I didn't see Green come in the game.


----------



## Darkwebs (May 23, 2006)

Nice lay in by Roy as he got the bounce.


----------



## Xericx (Oct 29, 2004)

that was a sweet layup by roy...right in traffic...he gets so many good bounces.


----------



## cimalee (Apr 17, 2003)

blazers playing well travis has to have a big game wow a win would be huge


----------



## Xericx (Oct 29, 2004)

It would be great to hold them under 20 for the quarter.


----------



## Xericx (Oct 29, 2004)

Webster needs to get some shots.


----------



## Darkwebs (May 23, 2006)

Celtics are getting to the line with regularity.


----------



## Darkwebs (May 23, 2006)

Fanstastic defense by the Blazers at the end of the quarter to force a 24 sec violation


----------



## Xericx (Oct 29, 2004)

yay. we kept them under 20.


----------



## Darkwebs (May 23, 2006)

Xericx said:


> yay. we kept them under 20.


Yeah, but they kept us under 20 also.


----------



## Tortimer (Jun 4, 2007)

We can't get many good shots and even the ones we got we didn't hit. They are keeping Frye and Outlaw all a little farther out then they usually shoot.


----------



## Darkwebs (May 23, 2006)

Being outhustled on the boards now. Portland needs to get tough after rebounds.


----------



## Xericx (Oct 29, 2004)

We need rebounds. celts getting a lot of second chance pts.


----------



## Xericx (Oct 29, 2004)

wonder how long LMA is going to be out.


----------



## Xericx (Oct 29, 2004)

NICE jumper by outlaw. Glen Davis seems out of control...i think we need to attack him offensively as we can draw some fouls


----------



## Xericx (Oct 29, 2004)

celts are cold outside the paint


----------



## Darkwebs (May 23, 2006)

WOW! what a behind the back fake and then lay up by Jack. Very nifty move.


----------



## Xericx (Oct 29, 2004)

awesome ball fake by Jack!


----------



## Xericx (Oct 29, 2004)

celts shooting 30%


----------



## Xericx (Oct 29, 2004)

oh come on, that was a loose ball foul


----------



## whatsmyname (Jul 6, 2007)

too many turnovers...we would be up by so much if we can take care of the ball


----------



## Darkwebs (May 23, 2006)

I can't believe we have a lead (albeit only by 2 pts) when we fail to rebound so often.


----------



## Xericx (Oct 29, 2004)

offensive foul on davis! Time out...hopefully Roy/LMA come back in


----------



## Tortimer (Jun 4, 2007)

The Blazers are really playing bad but the only good thing is Boston is playing as bad or worse.


----------



## YugoslavianMtnHound (Nov 6, 2007)

Whats the television status for this game? I am stuck at the office but we have DirectTV. Might it be on there anywhere (no NBA package sadly).


----------



## cimalee (Apr 17, 2003)

what a layup by jack good d being played , team has to crash the glass


----------



## mgb (Jun 26, 2004)

Sucks having to listen to this on the radio!


----------



## Tortimer (Jun 4, 2007)

YugoslavianMtnHound said:


> Whats the television status for this game? I am stuck at the office but we have DirectTV. Might it be on there anywhere (no NBA package sadly).

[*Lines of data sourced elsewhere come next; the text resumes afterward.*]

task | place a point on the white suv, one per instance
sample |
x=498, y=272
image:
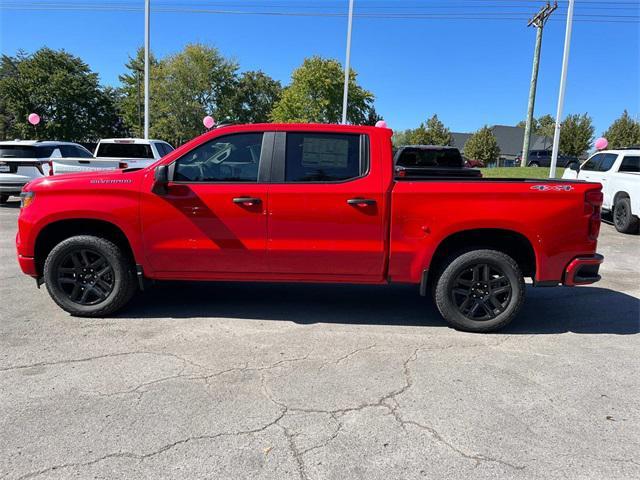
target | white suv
x=23, y=160
x=619, y=173
x=113, y=153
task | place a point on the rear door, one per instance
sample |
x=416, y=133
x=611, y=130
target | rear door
x=326, y=207
x=213, y=218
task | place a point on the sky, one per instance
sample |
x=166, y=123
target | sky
x=471, y=64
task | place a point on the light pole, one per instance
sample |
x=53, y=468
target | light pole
x=345, y=95
x=563, y=85
x=147, y=10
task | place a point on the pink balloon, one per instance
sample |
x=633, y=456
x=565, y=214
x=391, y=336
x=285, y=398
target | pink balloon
x=34, y=118
x=208, y=121
x=601, y=143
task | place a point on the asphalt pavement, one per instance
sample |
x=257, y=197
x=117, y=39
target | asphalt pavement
x=263, y=381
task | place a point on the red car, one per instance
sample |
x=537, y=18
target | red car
x=306, y=203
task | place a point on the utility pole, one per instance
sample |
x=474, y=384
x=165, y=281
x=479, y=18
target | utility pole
x=147, y=11
x=563, y=85
x=139, y=101
x=538, y=21
x=345, y=95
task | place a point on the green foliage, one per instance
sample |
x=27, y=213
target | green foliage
x=131, y=93
x=315, y=95
x=432, y=133
x=401, y=137
x=255, y=96
x=543, y=126
x=482, y=146
x=576, y=135
x=191, y=84
x=62, y=90
x=624, y=132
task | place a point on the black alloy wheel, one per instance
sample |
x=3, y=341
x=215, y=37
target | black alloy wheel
x=86, y=277
x=481, y=292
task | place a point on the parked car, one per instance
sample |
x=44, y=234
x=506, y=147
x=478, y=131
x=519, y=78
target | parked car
x=23, y=160
x=619, y=173
x=471, y=163
x=114, y=153
x=542, y=158
x=306, y=203
x=431, y=161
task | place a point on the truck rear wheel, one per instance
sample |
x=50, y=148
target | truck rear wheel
x=623, y=219
x=480, y=291
x=89, y=276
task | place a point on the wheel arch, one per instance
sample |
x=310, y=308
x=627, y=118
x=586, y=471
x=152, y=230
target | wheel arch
x=510, y=242
x=55, y=232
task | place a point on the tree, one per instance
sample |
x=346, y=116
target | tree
x=191, y=84
x=401, y=137
x=576, y=135
x=543, y=126
x=255, y=95
x=131, y=93
x=315, y=95
x=482, y=145
x=624, y=132
x=432, y=133
x=62, y=90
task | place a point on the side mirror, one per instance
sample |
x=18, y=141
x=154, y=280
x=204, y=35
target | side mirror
x=161, y=180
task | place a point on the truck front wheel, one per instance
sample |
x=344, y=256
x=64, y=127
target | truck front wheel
x=89, y=276
x=480, y=291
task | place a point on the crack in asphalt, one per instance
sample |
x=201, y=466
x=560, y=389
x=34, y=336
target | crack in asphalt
x=297, y=455
x=97, y=357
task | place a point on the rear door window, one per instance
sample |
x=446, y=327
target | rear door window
x=74, y=151
x=17, y=151
x=323, y=157
x=124, y=150
x=416, y=157
x=607, y=161
x=630, y=164
x=593, y=163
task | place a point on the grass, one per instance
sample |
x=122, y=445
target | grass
x=519, y=172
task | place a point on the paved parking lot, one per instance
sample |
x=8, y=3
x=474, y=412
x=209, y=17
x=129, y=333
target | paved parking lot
x=253, y=381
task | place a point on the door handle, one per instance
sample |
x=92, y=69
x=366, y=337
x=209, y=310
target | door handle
x=247, y=201
x=361, y=202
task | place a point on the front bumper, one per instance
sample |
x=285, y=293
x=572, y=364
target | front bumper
x=583, y=270
x=28, y=265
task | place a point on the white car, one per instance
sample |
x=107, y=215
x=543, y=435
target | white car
x=23, y=160
x=114, y=153
x=619, y=173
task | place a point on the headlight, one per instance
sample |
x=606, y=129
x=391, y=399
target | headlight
x=26, y=198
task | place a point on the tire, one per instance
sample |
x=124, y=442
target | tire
x=623, y=219
x=73, y=267
x=466, y=298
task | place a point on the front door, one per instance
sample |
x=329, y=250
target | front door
x=326, y=208
x=213, y=218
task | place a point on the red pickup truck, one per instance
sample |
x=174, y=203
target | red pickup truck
x=306, y=203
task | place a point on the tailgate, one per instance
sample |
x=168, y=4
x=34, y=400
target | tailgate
x=75, y=165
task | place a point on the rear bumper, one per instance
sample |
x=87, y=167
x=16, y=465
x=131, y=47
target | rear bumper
x=583, y=270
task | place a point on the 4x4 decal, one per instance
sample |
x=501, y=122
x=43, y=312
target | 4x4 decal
x=555, y=188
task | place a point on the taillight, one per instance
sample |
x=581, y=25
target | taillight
x=592, y=207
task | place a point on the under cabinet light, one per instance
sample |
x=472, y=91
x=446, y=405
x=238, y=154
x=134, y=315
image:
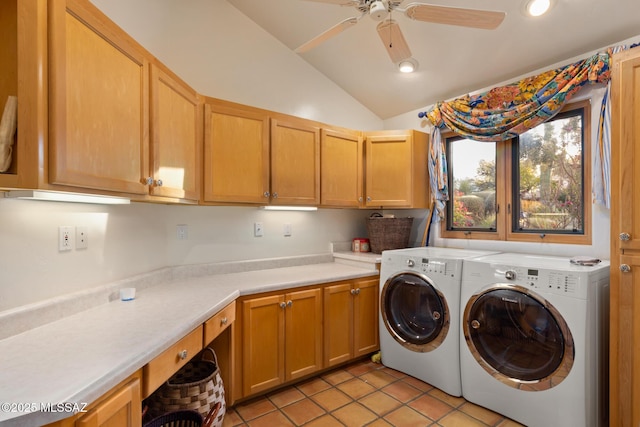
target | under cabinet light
x=289, y=208
x=537, y=7
x=56, y=196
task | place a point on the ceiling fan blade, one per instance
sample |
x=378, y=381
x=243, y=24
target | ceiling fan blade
x=338, y=2
x=484, y=19
x=331, y=32
x=393, y=40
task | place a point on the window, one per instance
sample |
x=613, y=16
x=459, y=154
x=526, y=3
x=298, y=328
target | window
x=532, y=188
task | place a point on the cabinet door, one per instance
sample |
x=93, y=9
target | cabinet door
x=303, y=333
x=176, y=137
x=295, y=163
x=625, y=241
x=263, y=351
x=338, y=324
x=98, y=117
x=236, y=155
x=365, y=316
x=389, y=170
x=341, y=158
x=121, y=409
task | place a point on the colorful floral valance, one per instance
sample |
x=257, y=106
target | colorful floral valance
x=504, y=112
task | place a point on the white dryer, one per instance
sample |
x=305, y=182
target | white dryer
x=419, y=313
x=534, y=338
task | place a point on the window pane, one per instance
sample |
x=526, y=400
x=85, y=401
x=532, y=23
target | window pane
x=550, y=177
x=472, y=170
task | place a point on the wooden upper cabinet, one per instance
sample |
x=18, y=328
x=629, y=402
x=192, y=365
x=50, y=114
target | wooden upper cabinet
x=99, y=102
x=176, y=137
x=396, y=169
x=236, y=154
x=341, y=173
x=295, y=163
x=252, y=157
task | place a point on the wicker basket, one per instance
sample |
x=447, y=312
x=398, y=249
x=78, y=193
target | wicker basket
x=196, y=386
x=185, y=418
x=388, y=233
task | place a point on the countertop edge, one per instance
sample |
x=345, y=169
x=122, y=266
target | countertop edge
x=224, y=287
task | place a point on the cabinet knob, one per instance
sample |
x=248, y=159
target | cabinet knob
x=625, y=237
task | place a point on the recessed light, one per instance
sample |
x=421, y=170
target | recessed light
x=537, y=7
x=408, y=65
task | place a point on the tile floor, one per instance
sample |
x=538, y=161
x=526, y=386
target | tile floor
x=362, y=394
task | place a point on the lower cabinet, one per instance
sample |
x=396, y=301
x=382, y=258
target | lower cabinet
x=350, y=320
x=281, y=338
x=285, y=336
x=120, y=407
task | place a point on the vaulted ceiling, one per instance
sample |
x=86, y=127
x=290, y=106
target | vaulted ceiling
x=453, y=60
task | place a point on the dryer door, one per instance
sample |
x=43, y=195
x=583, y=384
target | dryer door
x=414, y=312
x=518, y=337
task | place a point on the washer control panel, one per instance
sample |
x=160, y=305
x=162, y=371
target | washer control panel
x=429, y=266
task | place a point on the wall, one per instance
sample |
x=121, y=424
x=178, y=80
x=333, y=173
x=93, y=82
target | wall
x=131, y=239
x=206, y=43
x=223, y=54
x=600, y=224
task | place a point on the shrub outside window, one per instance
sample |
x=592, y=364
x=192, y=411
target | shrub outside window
x=535, y=187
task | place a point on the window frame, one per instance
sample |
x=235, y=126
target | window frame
x=505, y=187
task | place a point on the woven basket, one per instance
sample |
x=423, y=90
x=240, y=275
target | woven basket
x=177, y=418
x=388, y=233
x=196, y=386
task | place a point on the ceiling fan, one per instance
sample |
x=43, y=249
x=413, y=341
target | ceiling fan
x=389, y=30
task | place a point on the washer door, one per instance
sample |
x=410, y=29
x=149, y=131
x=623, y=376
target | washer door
x=414, y=311
x=518, y=337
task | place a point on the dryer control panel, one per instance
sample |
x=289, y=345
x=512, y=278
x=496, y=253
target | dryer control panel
x=557, y=282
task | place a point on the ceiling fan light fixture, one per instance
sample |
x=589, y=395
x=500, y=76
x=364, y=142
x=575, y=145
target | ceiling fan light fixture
x=408, y=65
x=378, y=10
x=537, y=7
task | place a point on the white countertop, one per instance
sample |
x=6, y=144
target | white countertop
x=82, y=356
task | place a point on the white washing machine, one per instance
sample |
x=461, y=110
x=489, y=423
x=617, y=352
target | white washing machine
x=419, y=313
x=534, y=339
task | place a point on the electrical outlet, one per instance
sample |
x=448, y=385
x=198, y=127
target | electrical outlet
x=257, y=229
x=182, y=232
x=82, y=237
x=64, y=238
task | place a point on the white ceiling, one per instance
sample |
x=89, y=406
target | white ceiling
x=453, y=60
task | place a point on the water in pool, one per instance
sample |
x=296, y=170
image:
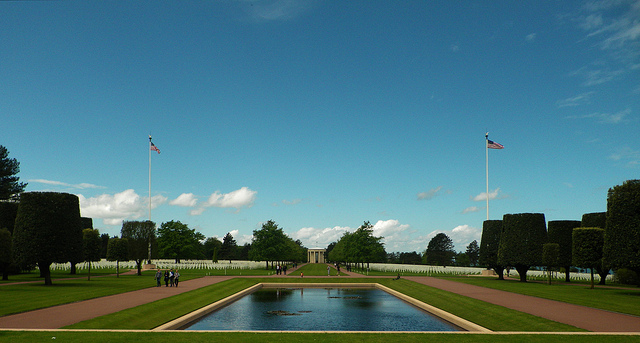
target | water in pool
x=321, y=309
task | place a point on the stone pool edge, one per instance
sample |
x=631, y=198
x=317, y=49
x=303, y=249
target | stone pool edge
x=189, y=318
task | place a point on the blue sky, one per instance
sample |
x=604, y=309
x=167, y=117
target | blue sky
x=321, y=115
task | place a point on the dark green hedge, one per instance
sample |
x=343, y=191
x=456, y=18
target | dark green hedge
x=523, y=236
x=8, y=211
x=560, y=232
x=490, y=243
x=587, y=246
x=47, y=228
x=622, y=231
x=596, y=219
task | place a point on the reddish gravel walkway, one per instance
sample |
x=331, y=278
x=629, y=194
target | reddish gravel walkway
x=59, y=316
x=578, y=316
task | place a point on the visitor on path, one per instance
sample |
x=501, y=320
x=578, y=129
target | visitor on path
x=159, y=278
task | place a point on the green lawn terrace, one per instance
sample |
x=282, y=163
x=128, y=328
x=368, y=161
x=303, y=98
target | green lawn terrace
x=375, y=269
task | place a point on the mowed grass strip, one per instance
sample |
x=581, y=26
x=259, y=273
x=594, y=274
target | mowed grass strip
x=35, y=295
x=615, y=299
x=32, y=296
x=491, y=316
x=315, y=269
x=149, y=316
x=243, y=337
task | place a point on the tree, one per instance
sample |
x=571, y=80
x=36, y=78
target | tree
x=521, y=242
x=10, y=187
x=140, y=235
x=242, y=252
x=360, y=246
x=210, y=246
x=47, y=225
x=268, y=243
x=6, y=258
x=118, y=250
x=229, y=248
x=440, y=250
x=473, y=252
x=598, y=219
x=550, y=257
x=489, y=245
x=8, y=212
x=560, y=232
x=410, y=258
x=367, y=248
x=104, y=238
x=77, y=254
x=622, y=232
x=176, y=240
x=91, y=247
x=587, y=248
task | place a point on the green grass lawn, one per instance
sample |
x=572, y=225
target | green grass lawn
x=18, y=298
x=493, y=317
x=71, y=288
x=616, y=299
x=315, y=269
x=243, y=337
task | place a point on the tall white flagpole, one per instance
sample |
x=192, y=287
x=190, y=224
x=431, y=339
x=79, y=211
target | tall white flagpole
x=149, y=177
x=486, y=149
x=149, y=259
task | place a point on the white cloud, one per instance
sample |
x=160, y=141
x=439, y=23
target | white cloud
x=429, y=194
x=461, y=236
x=59, y=183
x=184, y=200
x=292, y=202
x=580, y=99
x=472, y=209
x=243, y=197
x=240, y=239
x=628, y=155
x=314, y=237
x=483, y=196
x=607, y=118
x=113, y=209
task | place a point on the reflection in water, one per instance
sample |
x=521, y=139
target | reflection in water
x=314, y=309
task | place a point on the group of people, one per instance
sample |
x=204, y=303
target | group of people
x=281, y=270
x=171, y=278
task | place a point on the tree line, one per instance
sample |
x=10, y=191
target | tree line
x=600, y=242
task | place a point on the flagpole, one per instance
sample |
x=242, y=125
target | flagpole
x=149, y=259
x=486, y=149
x=149, y=177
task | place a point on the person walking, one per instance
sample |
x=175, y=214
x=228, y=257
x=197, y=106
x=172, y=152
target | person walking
x=176, y=277
x=159, y=278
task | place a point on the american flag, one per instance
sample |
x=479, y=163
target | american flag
x=154, y=147
x=490, y=144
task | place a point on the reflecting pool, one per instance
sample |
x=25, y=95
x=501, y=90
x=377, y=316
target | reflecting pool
x=321, y=309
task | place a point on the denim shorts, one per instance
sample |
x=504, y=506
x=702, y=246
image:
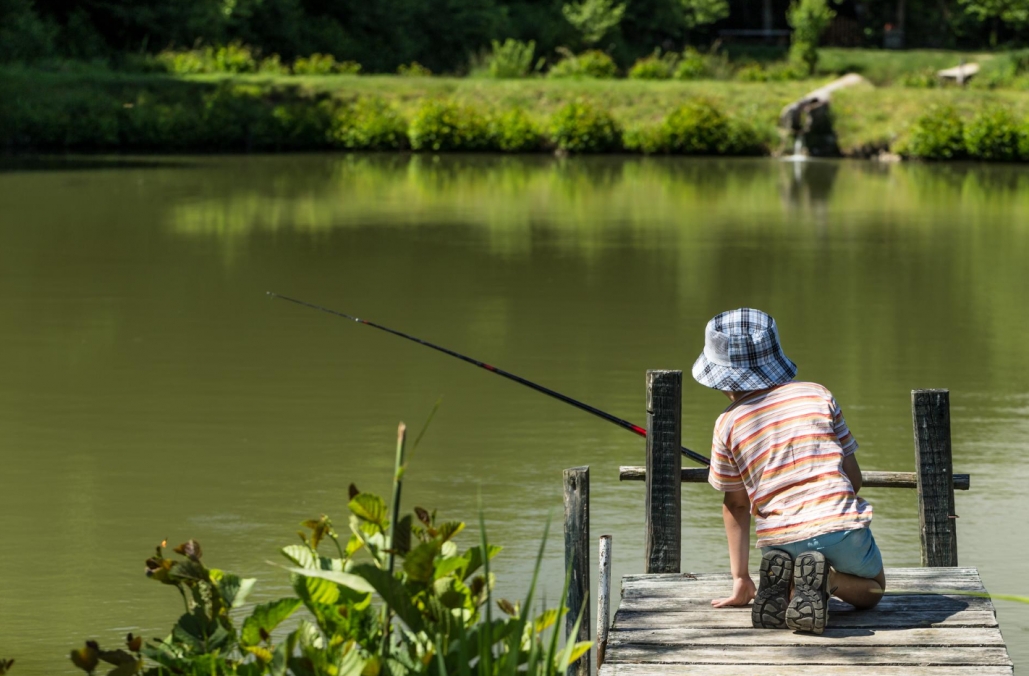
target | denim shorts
x=849, y=552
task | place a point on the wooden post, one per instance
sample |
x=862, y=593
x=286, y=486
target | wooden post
x=664, y=469
x=603, y=600
x=577, y=560
x=934, y=466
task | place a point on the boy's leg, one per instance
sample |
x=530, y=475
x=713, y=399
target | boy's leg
x=862, y=593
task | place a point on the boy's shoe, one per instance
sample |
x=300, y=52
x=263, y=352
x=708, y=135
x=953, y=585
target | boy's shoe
x=809, y=609
x=773, y=591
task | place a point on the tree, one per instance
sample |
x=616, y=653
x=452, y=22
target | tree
x=809, y=20
x=1013, y=12
x=702, y=12
x=593, y=19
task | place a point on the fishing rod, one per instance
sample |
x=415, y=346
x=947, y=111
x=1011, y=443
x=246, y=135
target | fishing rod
x=625, y=424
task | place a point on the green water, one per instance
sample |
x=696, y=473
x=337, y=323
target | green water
x=149, y=390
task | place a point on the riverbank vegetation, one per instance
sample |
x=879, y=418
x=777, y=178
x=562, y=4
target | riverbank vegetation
x=396, y=597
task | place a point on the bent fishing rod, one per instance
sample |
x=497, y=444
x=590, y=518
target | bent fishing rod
x=625, y=424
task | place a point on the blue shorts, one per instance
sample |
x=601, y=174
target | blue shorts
x=849, y=552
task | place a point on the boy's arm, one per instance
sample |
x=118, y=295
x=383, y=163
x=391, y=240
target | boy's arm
x=736, y=514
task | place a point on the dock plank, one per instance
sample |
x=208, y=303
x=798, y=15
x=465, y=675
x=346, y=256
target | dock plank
x=937, y=620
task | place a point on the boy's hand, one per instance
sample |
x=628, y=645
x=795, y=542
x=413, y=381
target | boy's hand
x=743, y=593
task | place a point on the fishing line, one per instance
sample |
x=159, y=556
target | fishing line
x=625, y=424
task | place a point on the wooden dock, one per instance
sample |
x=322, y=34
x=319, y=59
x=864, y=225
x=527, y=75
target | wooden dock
x=928, y=624
x=934, y=619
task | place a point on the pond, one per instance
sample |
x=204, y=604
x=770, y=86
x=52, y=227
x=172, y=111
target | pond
x=149, y=389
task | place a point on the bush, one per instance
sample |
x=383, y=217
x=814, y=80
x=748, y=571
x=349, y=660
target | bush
x=809, y=20
x=444, y=126
x=414, y=69
x=654, y=67
x=594, y=64
x=324, y=64
x=580, y=127
x=510, y=59
x=369, y=125
x=993, y=135
x=513, y=131
x=936, y=135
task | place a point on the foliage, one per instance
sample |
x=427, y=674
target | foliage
x=993, y=135
x=369, y=125
x=511, y=59
x=414, y=69
x=809, y=19
x=324, y=64
x=513, y=131
x=654, y=67
x=435, y=615
x=698, y=128
x=593, y=19
x=442, y=126
x=936, y=135
x=593, y=64
x=580, y=127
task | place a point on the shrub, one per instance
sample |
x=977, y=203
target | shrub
x=513, y=131
x=369, y=125
x=324, y=64
x=993, y=135
x=414, y=69
x=809, y=20
x=510, y=59
x=594, y=64
x=580, y=127
x=654, y=67
x=936, y=135
x=445, y=126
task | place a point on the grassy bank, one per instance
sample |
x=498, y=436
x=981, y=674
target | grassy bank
x=104, y=110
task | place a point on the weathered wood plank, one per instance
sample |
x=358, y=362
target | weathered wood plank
x=868, y=478
x=664, y=461
x=619, y=669
x=731, y=618
x=746, y=636
x=931, y=415
x=808, y=655
x=890, y=603
x=577, y=543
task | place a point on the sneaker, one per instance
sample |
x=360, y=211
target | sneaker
x=773, y=591
x=809, y=609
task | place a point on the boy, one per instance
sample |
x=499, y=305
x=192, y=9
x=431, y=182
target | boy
x=782, y=452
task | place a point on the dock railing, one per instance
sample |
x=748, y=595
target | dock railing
x=933, y=477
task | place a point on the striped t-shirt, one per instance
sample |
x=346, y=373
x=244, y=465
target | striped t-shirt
x=785, y=447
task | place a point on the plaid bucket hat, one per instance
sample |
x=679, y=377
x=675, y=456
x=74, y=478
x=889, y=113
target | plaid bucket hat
x=742, y=352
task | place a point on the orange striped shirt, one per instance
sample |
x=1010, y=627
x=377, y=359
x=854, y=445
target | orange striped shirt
x=785, y=447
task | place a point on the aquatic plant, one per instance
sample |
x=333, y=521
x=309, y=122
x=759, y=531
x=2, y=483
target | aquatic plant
x=435, y=615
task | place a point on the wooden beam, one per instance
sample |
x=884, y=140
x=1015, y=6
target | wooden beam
x=868, y=478
x=664, y=517
x=931, y=416
x=603, y=600
x=577, y=561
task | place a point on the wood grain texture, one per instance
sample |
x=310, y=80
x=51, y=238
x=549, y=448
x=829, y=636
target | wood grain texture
x=868, y=478
x=577, y=546
x=931, y=418
x=665, y=625
x=664, y=464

No it's not on Directv anywhere if you leave around Portland.


----------



## Xericx (Oct 29, 2004)

are they even guarding Outlaw? hah


----------



## Darkwebs (May 23, 2006)

Outlaw with another 20 ft jumper. He's doing well tonight.


----------



## Xericx (Oct 29, 2004)

where is Roy and LMA!

edit: Roy back in :banana:


----------



## Xericx (Oct 29, 2004)

Jack with the 3! nice dribble penetration by Outlaw

damn, celts are ICE cold


----------



## Darkwebs (May 23, 2006)

9 pt lead by Portland. AWESOME!


----------



## whatsmyname (Jul 6, 2007)

Ahha Jones For 3 Wooooo


----------



## Xericx (Oct 29, 2004)

3 by Jones! That will spread the D


----------



## Xericx (Oct 29, 2004)

the problem with the celtics is they have no direction with their bad PG play....they have no offense, they just rely on talent of their big 3.....without a good point guard to direct it (House and Pruitt????) they play very sloppy and don't hit their shots.


----------



## Xericx (Oct 29, 2004)

oh man, the blazers need to open this game up with a big run....that would be swweeeeet to blow out the celtics at home


----------



## Dan (Dec 30, 2002)

PG play plays such a huge role on teams, it's not even funny.


----------



## Xericx (Oct 29, 2004)

dammit...3 by Ray Ray.......Jack answers!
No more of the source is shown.